Marc Chagall wird ja Meister der Farbe und der biblischen Botschaft genannt. Und das war ja auch das, was mich beim Schauen der ersten Reproduktionen so fasziniert hat: seine biblische Botschaft. […] Diese Bilder sind ja Verkündigung, […] gefüllt mit Bibel. Und meine Aufgabe sah ich natürlich dann darin, über die Kunst, nämlich seine Bilder, die Menschen zur Bibel hinzuführen.

 

 

Und genau das funktioniert! Ich war als Gemeindepfarrer mit Konfirmandengruppen in St. Stephan.
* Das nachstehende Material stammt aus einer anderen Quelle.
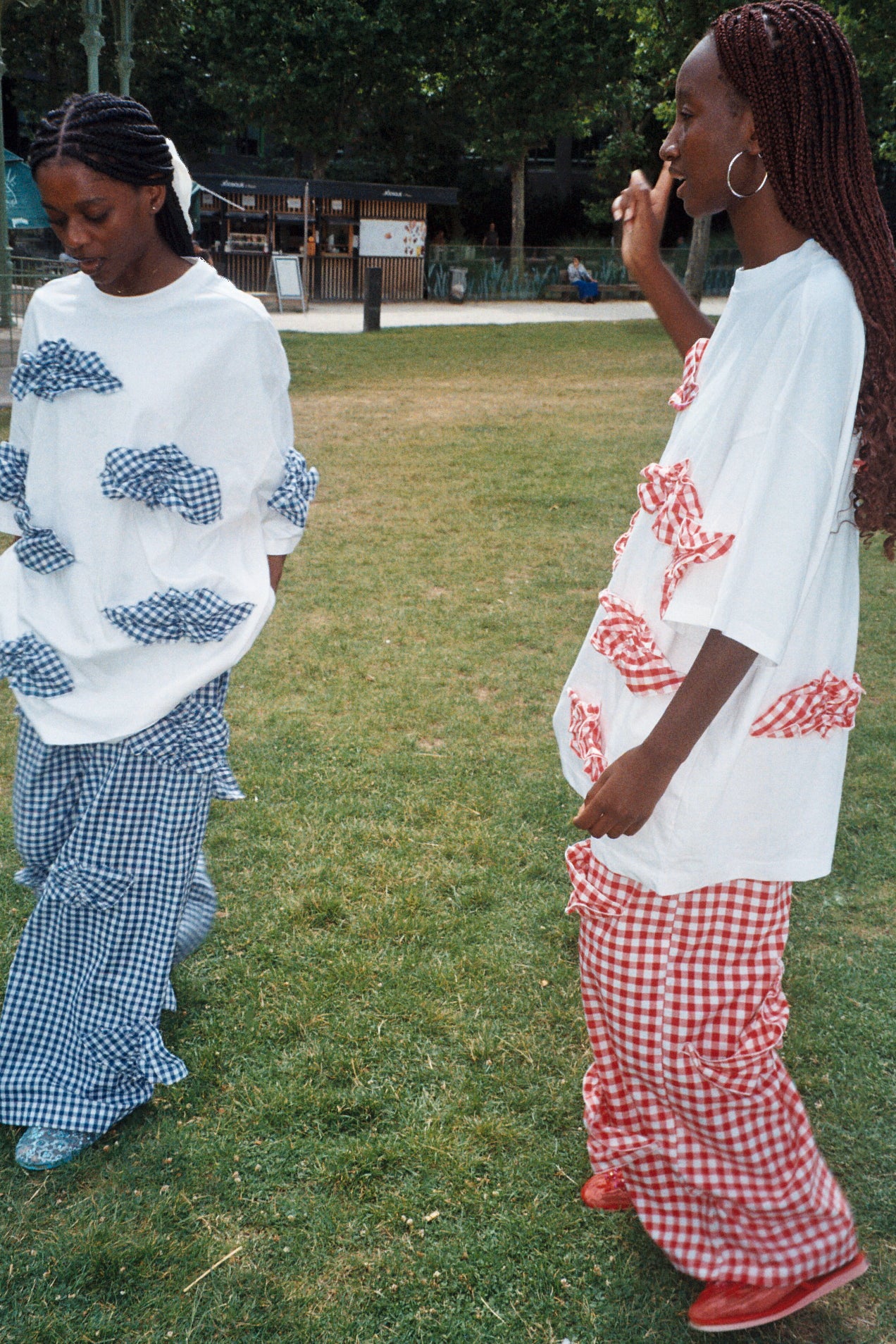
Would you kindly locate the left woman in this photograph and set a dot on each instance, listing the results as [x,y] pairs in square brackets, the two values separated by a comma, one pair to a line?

Selbst laute Konfi-Gruppen wurden in dieser Kirche stiller und suchten – wir nannten das damals Bibel-Rallye – zu den biblischen Geschichten die entsprechenden Darstellungen auf den Mainzer Chagall-Fenster, auch meinen eigenen Kindern habe ich in St. Stephan die zentralen biblischen Geschichten erzählt, die auf den Fenstern vorkommen.

 

Fast genau vor 30 Jahren, am 28. März 1985, starb Marc Chagall. Seine Beerdigung, höre ich von Klaus Mayer, der dabei war, muss eine ausgesprochen schlichte Feier gewesen sein.

 

Mayer: Am 28. März 1985 bekam ich morgens einen Anruf von einer Dame in der Pfarrei, im Radio sei gekommen, Marc Chagall sei gestorben.

 

Und da waren natürlich viele zur Beerdigung gekommen, auch die Jacquelin Picasso zum Beispiel. Zu der orthodoxen jüdischen Gemeinde in Nizza hatte er nicht so viel Kontakt und die wären wohl auch nicht auf den christlichen Friedhof gegangen. Also es war kein Geistlicher da. … aber es war ja nun kein Grab da. Er hat sich zwar mit dem Tod in seinen Bildern beschäftigt, aber er hat nie daran gedacht, dass er auch ein Grab für sich braucht. Und dann kam es ja zu diesem ökumenischen Zeichen, dass nämlich auch weil so schnell kein Grab zu beschaffen war, der christliche Bürgermeister […] von St. Paul de Vence […] ihn in seinem Familiengrab – da war noch ein Platz frei – Asyl gewährt hat.

 

 

Warum eigentlich kommen so viele Menschen nach St. Stephan und schauen sich diese Fenster an? Das habe ich den alten Monsignore gefragt. Wie gesagt, etwa 200.000 Touristen im Jahr. Vielleicht hängt es damit zusammen. Chagalls Bilder, so Mayer …

 

Mayer: … haben eine unglaubliche Anziehungskraft und die Bilder sprechen ganz menschlich an. Und ich bin schon überzeugt, dass die Mystik in diesen Bildern der wichtigste Faktor ist, warum die Fenster wie ein Magnet wirken.

 

 

Die Mystik Chagalls ist zentrales Thema, wenn Pfarrer Mayer über Chagall redet. Und er tut dies nahezu jede Woche in öffentlichen Führungen in der Kirche. Zu diesen Führungen kommen Hunderte von Menschen – seit Jahrzehnten. Was aber ist sie – die Mystik Chagalls?

 

Mayer: Es geht Chagall nicht nur um das Vordergründige, sondern wesentlich wie der Bibel um das Hintergründige. Bei ihm: alles, was er malt, auch die nicht biblischen Motive, sind transparent, deuten immer über sich hinaus. Und das kann ja auch gar nicht anders sein, denn wenn unsere Welt eine Schöpfung Gottes ist, dann kann es nicht anders sein, als dass sie in allen Lebensbereichen über sich hinausweist, transparent ist, offen auf Gott ist.

 

 

Ich glaube, unter vielem anderen ist es das, was die Atmosphäre in der Mainzer Stephanskirche ausmacht. Die Offenheit, die Transparenz auf etwas ganz anderes hin.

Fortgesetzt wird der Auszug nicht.